I took organ lessons from three organists. The first was a paid organist for the local Lutheran church, and he was the one who gave me some really beautiful, intermediate lever music. I NEVER COPIED MUSIC. I always bought it from legitimate music stores. He told me which organ books to buy. The Bach, Handel, Beethoven, Chopin, Debussy were all original music, not adaptations. Most of them I had learned through piano lessons from a talented neighbor, then BYU, then University of Utah. I taught piano lessons, myself, for many years. I always declared my income to the US Government, which not all Mormon piano teachers do.
Never, did I have any problems with copyrights and legalities.
I was quite shy, and preferred to be in the background, accompanying the choir and others, and playing quiet (but beautiful, to me) classical preludes and postludes.
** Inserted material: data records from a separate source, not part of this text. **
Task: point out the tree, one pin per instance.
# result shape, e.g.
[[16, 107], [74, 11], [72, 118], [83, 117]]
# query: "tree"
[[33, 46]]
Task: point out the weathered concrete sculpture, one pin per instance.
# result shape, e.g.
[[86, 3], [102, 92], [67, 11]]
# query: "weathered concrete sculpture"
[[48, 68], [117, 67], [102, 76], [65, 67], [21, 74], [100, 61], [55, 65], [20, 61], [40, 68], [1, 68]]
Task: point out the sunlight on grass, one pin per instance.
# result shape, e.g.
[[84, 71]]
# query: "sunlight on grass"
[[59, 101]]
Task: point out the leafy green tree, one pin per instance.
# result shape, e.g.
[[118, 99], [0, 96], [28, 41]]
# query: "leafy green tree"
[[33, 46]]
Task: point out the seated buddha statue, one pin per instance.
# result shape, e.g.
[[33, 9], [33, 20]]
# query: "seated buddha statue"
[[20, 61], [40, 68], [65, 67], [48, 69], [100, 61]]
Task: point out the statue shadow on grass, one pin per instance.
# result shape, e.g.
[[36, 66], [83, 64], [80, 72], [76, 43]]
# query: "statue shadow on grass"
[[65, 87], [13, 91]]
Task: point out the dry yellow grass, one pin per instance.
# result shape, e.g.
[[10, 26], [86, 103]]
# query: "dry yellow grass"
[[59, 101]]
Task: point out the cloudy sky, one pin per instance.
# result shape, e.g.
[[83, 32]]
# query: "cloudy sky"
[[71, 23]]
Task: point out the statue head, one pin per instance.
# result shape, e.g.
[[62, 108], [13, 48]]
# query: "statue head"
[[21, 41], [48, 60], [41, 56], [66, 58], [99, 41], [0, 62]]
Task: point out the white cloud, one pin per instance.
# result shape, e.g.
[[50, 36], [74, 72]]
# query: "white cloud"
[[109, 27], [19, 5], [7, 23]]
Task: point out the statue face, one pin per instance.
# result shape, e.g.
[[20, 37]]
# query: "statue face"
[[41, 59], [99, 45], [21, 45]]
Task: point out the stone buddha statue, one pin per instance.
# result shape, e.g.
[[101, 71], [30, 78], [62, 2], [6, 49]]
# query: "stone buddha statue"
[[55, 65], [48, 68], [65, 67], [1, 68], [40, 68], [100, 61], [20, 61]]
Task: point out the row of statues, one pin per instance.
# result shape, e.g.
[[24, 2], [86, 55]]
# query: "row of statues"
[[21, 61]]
Anyone who accuses musicians of "showing off" has 1) no appreciation for GOOD music and 2) no experience hearing really GOOD music. The Mormons, yet again, are missing another of the joys of life. Good music can move your very soul! (All kinds of good music, including jazz, and hard rock.)
I love classical music the best. It is the most fun to play. That's it. No ulterior motive, except to experience the pure joy of being in "flow." Hours would go by, while I was playing, and I'd look at the clock and it would say 3:00 am. "Flow" is a kind of exalted state of losing yourself in something you love. Losing yourself is probably the opposite of "showing off." The Mormon music never resonated with me. It was boring. I was not inspired. When the music died, I stopped playing.
It was about 1984-1985. I'm not sure of the date, but I am sure that it happened at the same time that the Sunday services were extended to three hours and all of the lessons--and the musical Primary programs--were correlated. The wards could no longer write their own presentations. The "RS Singing Mothers" vanished, along with the road shows and dance festivals and RS "cultural refinement" lessons. When the music died, I was pretty much gone, except for robotic "fulfillment" (Right!) of my callings. I felt like taping the repetitive Mormon dirges, and giving one of those 80's boom-boxes to the choristers. "Push 'play' when you want music, and 'stop' when you're done."